In mid-November, USCIS announced a new policy that permits eligible spouses, children, and parents of certain members of the U.S. armed forces – active duty military, certain reserves, and certain veterans – to apply for “parole in place” (PIP), a discretionary grant by USCIS that allows those who are physically present in the U.S. without inspection or admission to have their status regularized for the duration of the parole in place. Once granted PIP, the immediate relative may be eligible to adjust status to a lawful permanent resident.
The parole authority of USCIS is most frequently used to permit a foreign national who is outside the United States to come into U.S. territory for urgent humanitarian reasons or significant public benefit. But the parole authority for those already in the country has been recognized since 1998.
PIP is one of a number of initiatives that USCIS has launched in partnership with the Department of Defense to assist military members, veterans, and their families to apply for special immigration services and benefits. Finding that military members face stress and anxiety about their family members’ immigration status, which impacts their combat readiness, USCIS determined that PIP would be an appropriate relief measure for immediate family members. To be eligible, the applicant must have a qualifying relationship with the military member and must not have a criminal conviction or other serious adverse factors. USCIS will authorize PIP in one-year increments, with extensions as appropriate.

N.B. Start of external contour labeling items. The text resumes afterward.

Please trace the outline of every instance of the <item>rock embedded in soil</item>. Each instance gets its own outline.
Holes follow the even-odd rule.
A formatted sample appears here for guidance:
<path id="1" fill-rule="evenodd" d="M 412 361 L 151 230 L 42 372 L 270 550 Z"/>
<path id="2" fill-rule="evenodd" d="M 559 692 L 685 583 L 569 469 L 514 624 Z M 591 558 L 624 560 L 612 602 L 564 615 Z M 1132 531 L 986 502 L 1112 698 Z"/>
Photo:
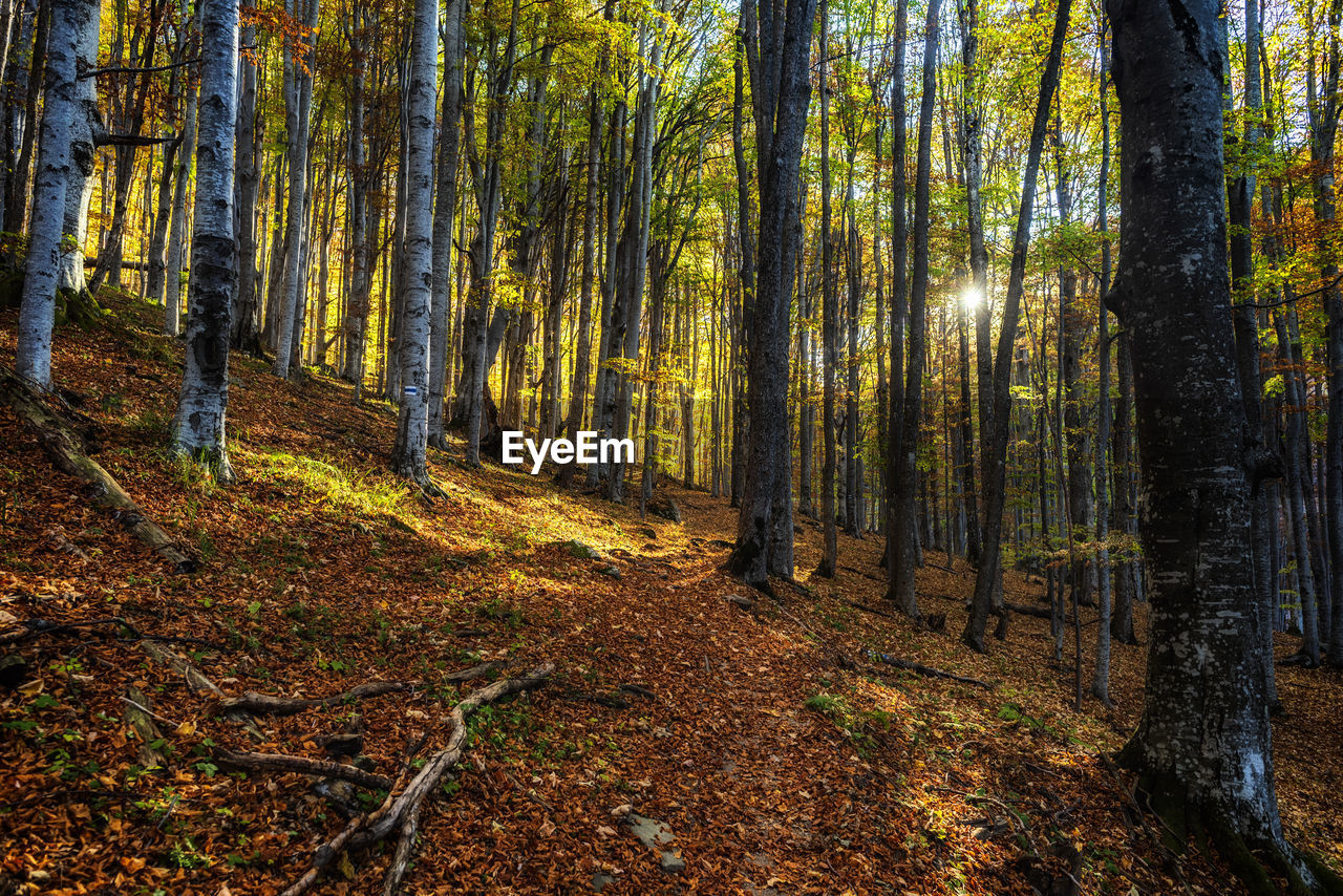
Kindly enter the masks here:
<path id="1" fill-rule="evenodd" d="M 665 846 L 670 846 L 676 840 L 676 834 L 672 833 L 672 829 L 666 823 L 657 818 L 630 813 L 624 817 L 624 825 L 630 829 L 630 833 L 638 837 L 641 844 L 657 853 L 658 861 L 662 864 L 662 870 L 670 873 L 685 870 L 685 860 L 681 858 L 681 850 L 663 849 Z"/>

Most significantly, though, the grant of PIP will pave the way for family members who entered the U.S. without inspection to have an adjustment of status application filed on their behalf if they are otherwise eligible. The grant of PIP cures the problem that an applicant who entered without inspection is not eligible to adjust status, by permitting that person to fulfill the statutory requirement that he or she was “admitted or paroled” into the country.